I attended one of Jeff Gothelf’s (@jboogie) workshops in Boston last year at UI20. The room was full of folks like me. Folks who wanted to learn about Lean UX from the literal source. From the guy who co-wrote the book on Lean UX back in 2013.
In the book, Jeff and Josh Seiden talk about Lean UX as an approach to interaction design. They also show how you can use it to improve the way teams work together to make great products. It’s full of practical things that you can put in place immediately to improve how you and your team do Lean UX.
Since 2013, Jeff appears to have shifted focus. He’s moved on to loftier, but related problems that I’ve experienced, but haven’t been able to articulate until now:
“The biggest challenge I’ve seen in my career to building great products and services, has been poor organisational design and management.” - Jeff Gothelf
This quote is from Jeff’s 2016 interview with Austin Knight (@ustinKnight) on the UX and Growth podcast. Early in the interview, Jeff cites organisational design as his “core focus”.
After finding product teams getting sabotaged by bad organisation design and poor management. Jeff and Josh decided to write a new book: Sense and Respond coming out in late 2016. The new book teaches managers “how to leverage technology to build continuously learning organisations.”
In the podcast interview, Jeff argues that talented designers abound. In the last year, we’ve also seen design tools improving and increasing in number. It’s getting easier to turn ideas into digital products. But, if the organisation is not set up to listen and respond to customers, design will only go so far.
For success, design cannot be just a role. Jeff defines success as “having a meaningful impact on customer behaviour”. In organisations that achieve this, design is not a role. Design is a core part of strategy, operations and culture.
Here in South Africa, managers and executives want “UX” in their organisations. I discuss this with my peers all the time. Companies will pay big bucks for it (salaries have gone through the roof in the last 12 months).
Owning the “UX” buzzword adds to corporate swag, so they’ll fight to run the department. But they miss something critical. They believe that they can create great products and services by hiring “UX resources”. By the way, I despise that term.
Yes, we need the right design talent, I discussed this in a previous article. But, the people hiring User Experience designers, need to know their role in the success of a product. Their role is to prepare the organisation to use the customer insights that a good designer will bring to their company.
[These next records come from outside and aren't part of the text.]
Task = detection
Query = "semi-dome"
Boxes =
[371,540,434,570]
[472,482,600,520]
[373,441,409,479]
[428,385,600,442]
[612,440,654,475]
If you’re South Africa, invite your boss and their boss to Pixel Up! Expose them to the ideas of people who work in design-led, user-centered organisations. Pixel Up! is bringing awesome designers from companies like Facebook, Dropbox and Twitter to one event for the first time in South Africa. These guys work for companies for whom design is a core part of strategy and operations. Companies where, without users, there would be no product.
Your boss will not became an amazing designers after one conference. But they will have a better idea understanding of what you as a designer need from them.
From there, you can both have better conversations. Conversations about how management, and the wider organisation can work together to deliver great digital products.